Now retired from Proposal Land, I have hesitated to advise folks on how to deal with all this new-fangled technology since I have no first-hand experience with it. But here’s a great piece on how to use ChatGPT to expedite/improve scientific writing from someone who does have that experience, albeit in a different context.

The correlations with proposal writing are obvious. There are three good applications:

  • To create a first draft from bullets and an outline that you wrote
  • To polish a draft you wrote (copy-editing the grammar and syntax [word order])
  • To suggest ways to shorten or re-order a passage or make it less awkward

That sounds a lot like some of the elements of proposal editing. Maybe ChatGPT can free editors to focus more on adding marketing value.

And how not to use ChatGPT?

So: never use ChatGPT to generate content.

Don’t ask it for information; the results are meaningless, even if it purports to back up its claims with citations.

Using ChatGPT to generate content is like using a watermelon to do a jigsaw puzzle.

It’s not even a poor tool for that – it isn’t a tool for that at all.

 

Here’s a Useful Thought: Grids

Seth’s post today is nominally about using the power of a grid–course, dish–to get a complete grocery list for a complex dinner party.

He’s used this metaphor before, and I had the same reaction to it then: *This* is the highest value that editors/reviewers add.

. . . the biggest contribution editing makes to proposal writing is actually this: Creating the grid and, by doing so, highlighting the empty boxes.

Technical experts often don’t see their field in simple chunks: Their framework is implicit, not explicit. They see all the glorious detail. They’ve been so into it for so long that the detail doesn’t overwhelm them, and they take the relationships for granted: so much so that they can have trouble articulating them. That’s where a less-informed reader can help, by identifying the major elements, as it were.

The whole post is worth a few minutes of your time. The tool, used with discipline, is worth its weight.

Here’s a Happy Thought: Constraints

Seth’s blog today is titled: Boundaries are levers.
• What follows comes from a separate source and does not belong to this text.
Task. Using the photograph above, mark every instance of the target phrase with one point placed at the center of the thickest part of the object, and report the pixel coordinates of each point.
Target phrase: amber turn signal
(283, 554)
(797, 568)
He goes on . . .

And assertions are maps.
Which means that:
     Budgets
     Timelines
     Plans
     Decision trees
     and projections
are nothing to be afraid of.
They’re a gift.
They give us the chance to act as if,

to describe a possible future
and then to lean against them as we work to create the place we seek to be.
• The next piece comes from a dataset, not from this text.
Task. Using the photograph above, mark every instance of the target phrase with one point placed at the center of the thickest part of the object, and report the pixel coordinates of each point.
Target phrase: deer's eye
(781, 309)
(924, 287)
Ah, timelines. Or, in Proposal Land, the schedules we love to hate. Yeah no.

The schedule is the only thing standing between us and perfectionists. Between us as we want to be and us being that perfectionist.

The schedule is the only thing that allows this seemingly never-ending and ridiculous effort to find an end.
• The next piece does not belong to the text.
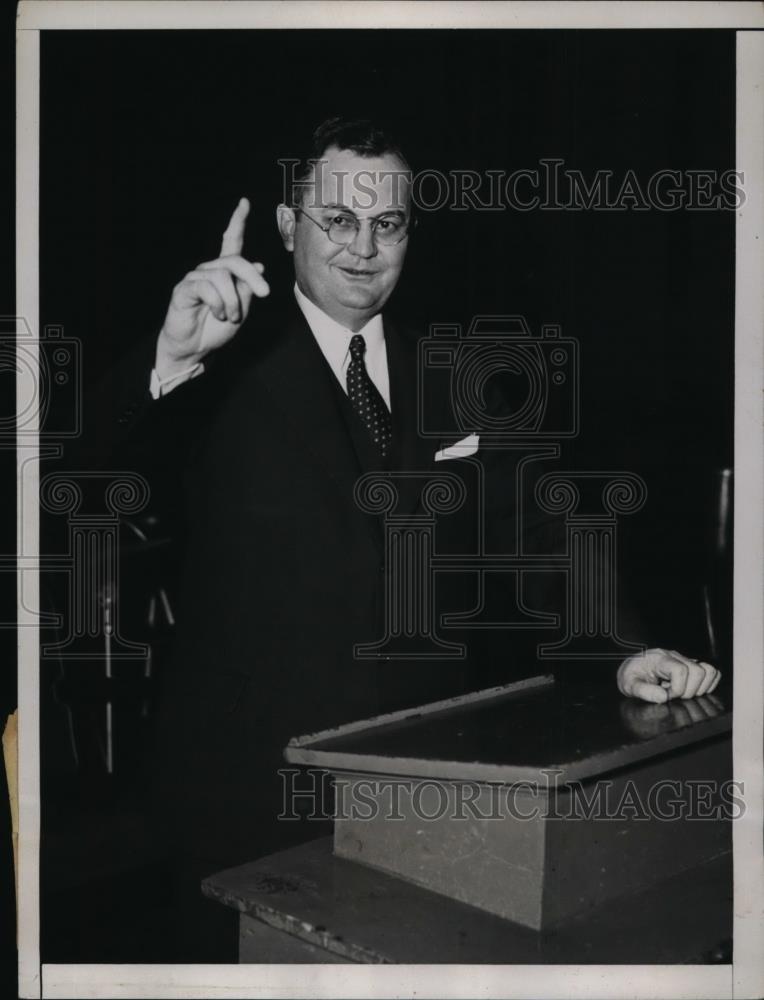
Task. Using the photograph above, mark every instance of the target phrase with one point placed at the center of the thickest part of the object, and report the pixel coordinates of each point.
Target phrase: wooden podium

The schedule is the only thing that forces us to think about what matters: in our solution to meet the client’s stated/unstated needs and in our proposal to present that solution.

So go ahead: Lean against that schedule. It really is a gift. You’ll also be in some great company.

 

Seth & Me: And Again

What Seth said . . .

Just because someone knows the word for it doesn’t mean that they understand, or that they’re a useful expert.

And…

If someone doesn’t know the word for it, it might be worth investigating what else they don’t know.

What I said . . .

OK, this isn’t as neat, but especially for anyone new to Proposal Land, the post on Terms is a place to start and a place to go back to.

As to Seth’s first point, you will find that some self-identified experts do not understand compliance, muddling what the client *requires* in the submission documentation and what the client *wants* in the technical solution/specification with what they *require* in same, if anything. Why does it matter? Because meeting requirements costs money and, therefore, drives price. Meeting wants as if they were requirements drives your price relative to competitors; that is, it’s a losing strategy.

 

Seth & Me: Again

What Seth said . . .

The problem lies in what people think “marketing” is.

Marketing isn’t paying for ads, changing the logo or building a social media presence.

Marketing is product design, customer service, pricing, customer delight and creating and living a remarkable story.

Marketing is creating the conditions for the network effect.

What I said . . .

Marketing is not about putting a layer of icing on a layer of shit.